The place where the shift to remote work is hardest is where processes are poorly documented and teams work collaboratively without structure. This is unavoidable no matter how much teams deploy and learn to use tools like Slack and Zoom.
What this means is that the shift to remote work is going to bring a shift toward more structured work processes and process documentation. Teams that used to work nearly ad hoc are going to have to work hard to make sure they clearly define and measure the tasks they ask of people, so that remote workers don’t need to constantly ping each other with questions.
At Fin Analytics, the company I have been building for the last few years, we see this very clearly with operations teams. Any processes that we used to do casually, or any questions that we used to answer by raising a hand and checking in quickly with a manager, are rapidly becoming highly process driven and structured in this remote work situation.
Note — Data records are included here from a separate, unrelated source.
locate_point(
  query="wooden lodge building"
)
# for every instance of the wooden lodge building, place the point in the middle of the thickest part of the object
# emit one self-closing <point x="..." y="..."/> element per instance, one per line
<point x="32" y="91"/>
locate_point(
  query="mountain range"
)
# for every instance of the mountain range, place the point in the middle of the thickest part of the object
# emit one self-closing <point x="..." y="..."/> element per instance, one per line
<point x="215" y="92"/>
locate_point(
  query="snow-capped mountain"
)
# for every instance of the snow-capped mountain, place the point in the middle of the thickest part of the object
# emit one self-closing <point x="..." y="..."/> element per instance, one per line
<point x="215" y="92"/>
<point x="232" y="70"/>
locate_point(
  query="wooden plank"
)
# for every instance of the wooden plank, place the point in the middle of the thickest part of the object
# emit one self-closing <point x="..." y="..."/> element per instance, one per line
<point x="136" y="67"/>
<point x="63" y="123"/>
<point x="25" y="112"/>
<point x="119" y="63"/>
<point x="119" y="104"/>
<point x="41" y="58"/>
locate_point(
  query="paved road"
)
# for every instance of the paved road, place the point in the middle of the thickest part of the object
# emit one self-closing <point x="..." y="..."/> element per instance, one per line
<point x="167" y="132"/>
Similarly, training—which could be done nearly ad hoc by in-person osmosis, spending time with co-workers—must shift to more formal documented and followed processes.
This move toward documentation, standardization and measurement is related to the flattening of the competitive curve. It isn’t just that everyone will be working remotely. It is that jobs themselves will change so they can be done effectively from anywhere.
* Higher remote-work corporate profitability based on lower wages for knowledge-based jobs and lower real estate costs.
If what I suggest above comes to pass, the move toward remote work will mean that knowledge work–based firms will become more profitable.
This isn’t just because firms will be able to avoid expensive real estate outlays. It is also because of changing patterns of access to talent and job standardization.
As noted, to the extent that this period greatly expands the talent pool, then wages should drop, making firms more profitable.
To the extent that job processes become more documented, measured and standardized, you can expect that the costs of training and turnover will decrease. That again will lower the pricing power of knowledge workers and increase firm profitability.
* Suburbs and cities will likely decline and exurbs will rise.
Let’s imagine that people stop going to work in an office daily, but instead are checking in to an office or going to work with co-workers only a few times a week or month. Does that change where people want to live? My sense is that it absolutely will.
Some people are floating the theory that the long-term impact of Covid-19 will be a flight from big cities and a rise of the suburbs. This is after a major shift from trends of the last 20-plus years, when technology made cities more desirable.
I think this is wrong. Commuting-oriented suburbs are not the answer. People will want to return to the real country and live hours, not minutes, outside hubs.
My personal view is that we will see new forms of rural living where costs are low and land is abundant, and small towns might become the new social and connective tissue.
While any sort of shift of this magnitude will be very slow, it also would greatly change the logistical patterns in the U.S. and draw into question a lot of the current business models of companies like Uber, which require population density to work.
Conclusion
The shift from office cultures to truly remote cultures might have been a good idea even pre-Covid. But getting to that end state required organizations to invest an enormous amount up front—in tech, process and training—for the long-term advantages of remote work.
Nearly every company in the world, in the last few weeks, was forced to make the investment in remote work and overcome the up-front cost. Now that many have paid that cost, there is no going back.